Quindi ho consacrato i mesi seguenti – e la mia vita di studente ne ha risentito, devo ammetterlo – a cercare di dare un nome a ciò che avevo visto. Mi sono detto: «Se ho vissuto questo, è un’esperienza abbastanza forte da essere scritta da qualche parte in qualche libro».

Non c’era nessuna ragione per cui avrei dovuto essere il solo al mondo ad aver vissuto questo. A partire da quel momento ho esplorato le librerie, la biblioteca dell’Università, ecc… e, dopo lunghe e assai pazienti ricerche, ho finito per scovare un vecchio libro che era stato pubblicato negli anni 30-40, di Charles Lansnin, che descriveva approssimativamente la stessa cosa che avevo vissuto, e che battezzava questo fenomeno “viaggio astrale”…

Quindi, secondo questo libro, avevo vissuto un viaggio astrale, un’uscita astrale, una decorporazione; erano molti i termini che venivano utilizzati.

Allora, dopo essere riuscito a dare un nome alla mia esperienza, mi sono detto che dovevo assolutamente viverla una seconda volta perché la cosa mi affascinava, devo proprio dirlo. E quindi mi ci sono voluti circa 6 mesi per riuscire a rivivere lo stato in cui mi ero ritrovato la primissima volta.

Mi sono costruito dei piccoli metodi personali di rilassamento, di distensione, perché a partire di lì ho cominciato a consultare libriccini di yoga in cui si parlava di respirazione, che insomma davano informazioni elementari. Erano i primi libri che venivano pubblicati in Occidente per essere messi alla portata di tutti.

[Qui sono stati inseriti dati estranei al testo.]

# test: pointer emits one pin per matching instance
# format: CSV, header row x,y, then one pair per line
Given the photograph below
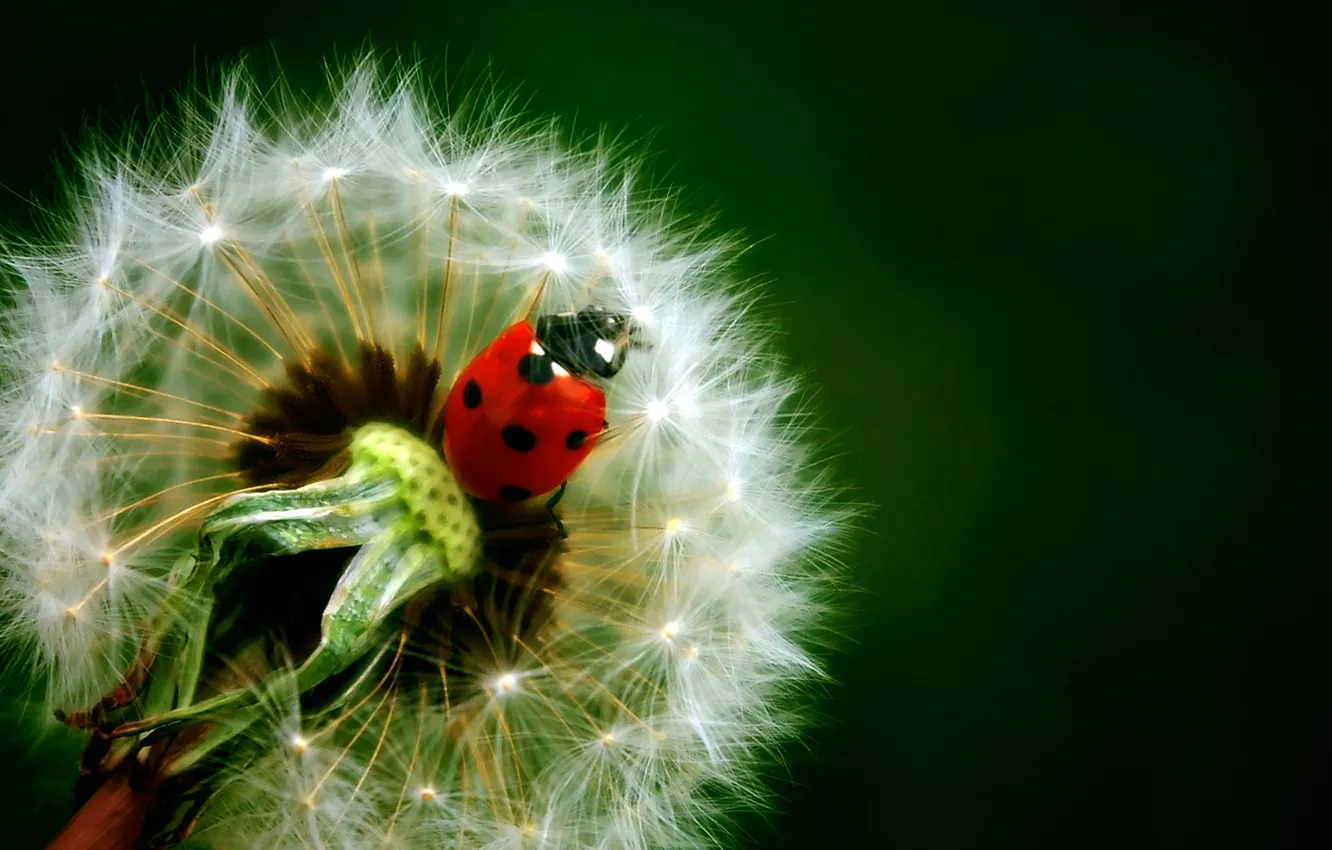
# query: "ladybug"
x,y
526,411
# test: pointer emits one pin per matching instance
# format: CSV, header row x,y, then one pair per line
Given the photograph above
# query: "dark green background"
x,y
1051,268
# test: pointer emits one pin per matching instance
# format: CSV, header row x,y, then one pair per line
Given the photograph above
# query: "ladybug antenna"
x,y
601,269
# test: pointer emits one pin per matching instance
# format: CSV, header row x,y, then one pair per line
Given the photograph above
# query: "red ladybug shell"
x,y
516,423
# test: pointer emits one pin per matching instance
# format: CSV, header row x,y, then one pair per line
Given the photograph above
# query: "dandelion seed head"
x,y
620,689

Dunque ho imparato a rilassarmi con tutte queste cose. Insomma, mi sono fabbricato il mio piccolo metodo a tastoni, senza grandi principi. E poi, un giorno la seconda esperienza si è realizzata.

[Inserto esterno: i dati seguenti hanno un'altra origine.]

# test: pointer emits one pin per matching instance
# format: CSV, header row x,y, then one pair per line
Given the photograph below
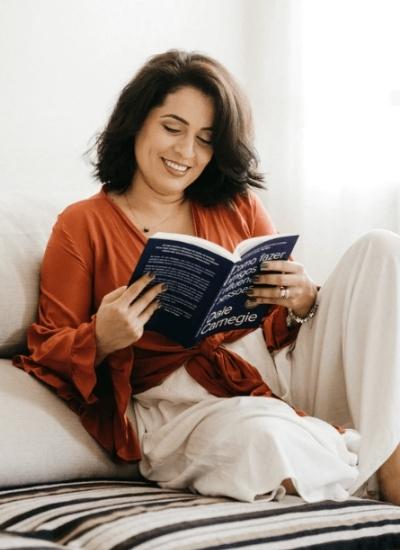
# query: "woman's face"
x,y
174,144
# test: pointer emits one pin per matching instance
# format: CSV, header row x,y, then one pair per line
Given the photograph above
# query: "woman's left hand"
x,y
288,285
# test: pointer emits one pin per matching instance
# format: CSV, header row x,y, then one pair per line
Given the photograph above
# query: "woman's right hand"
x,y
122,315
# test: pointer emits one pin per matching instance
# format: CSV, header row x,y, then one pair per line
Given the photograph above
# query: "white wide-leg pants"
x,y
345,366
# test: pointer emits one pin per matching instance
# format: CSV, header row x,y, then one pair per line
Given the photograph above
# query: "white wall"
x,y
63,63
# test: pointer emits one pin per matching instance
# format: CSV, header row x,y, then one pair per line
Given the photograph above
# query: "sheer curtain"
x,y
330,131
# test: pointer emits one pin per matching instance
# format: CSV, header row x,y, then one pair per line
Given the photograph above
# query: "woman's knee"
x,y
384,243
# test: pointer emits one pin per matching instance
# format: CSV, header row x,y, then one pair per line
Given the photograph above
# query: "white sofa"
x,y
58,489
45,440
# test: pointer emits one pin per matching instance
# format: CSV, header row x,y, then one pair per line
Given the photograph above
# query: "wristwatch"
x,y
292,319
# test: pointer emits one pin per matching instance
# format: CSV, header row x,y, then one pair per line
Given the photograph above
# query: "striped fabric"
x,y
118,515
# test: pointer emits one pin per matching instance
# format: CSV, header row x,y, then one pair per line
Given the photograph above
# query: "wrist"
x,y
293,319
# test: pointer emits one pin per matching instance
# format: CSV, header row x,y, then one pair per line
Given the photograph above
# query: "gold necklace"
x,y
146,228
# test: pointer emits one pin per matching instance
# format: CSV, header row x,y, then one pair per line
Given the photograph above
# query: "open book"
x,y
206,283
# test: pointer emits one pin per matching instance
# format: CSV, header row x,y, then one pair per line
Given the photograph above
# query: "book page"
x,y
193,276
229,311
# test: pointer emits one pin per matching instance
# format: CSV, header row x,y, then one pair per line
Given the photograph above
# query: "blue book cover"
x,y
206,283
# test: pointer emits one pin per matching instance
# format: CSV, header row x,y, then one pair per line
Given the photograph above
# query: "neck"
x,y
146,199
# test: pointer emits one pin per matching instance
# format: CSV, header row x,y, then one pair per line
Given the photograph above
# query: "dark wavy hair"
x,y
233,167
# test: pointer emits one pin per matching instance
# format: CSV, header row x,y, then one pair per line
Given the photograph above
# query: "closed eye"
x,y
171,130
176,131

E da quel momento ho cominciato a prendere tutto ciò veramente molto più sul serio ancora, e mi sono detto che bisognava che io cercassi in quella direzione perché c’era davvero qualcosa, la cosa non poteva finire lì, tutto ciò voleva dire qualcosa.

Ciò che esce da me e che può guardarmi dall’esterno, assomiglia stranamente a ciò che si può chiamare l’anima.

Allora, era sempre tutto molto strano per me che non ne parlavo al mio entourage… ma a un certo punto ho finito per parlarne a una persona che all’epoca cominciavo appena a conoscere e che si chiamava Anne Givaudan.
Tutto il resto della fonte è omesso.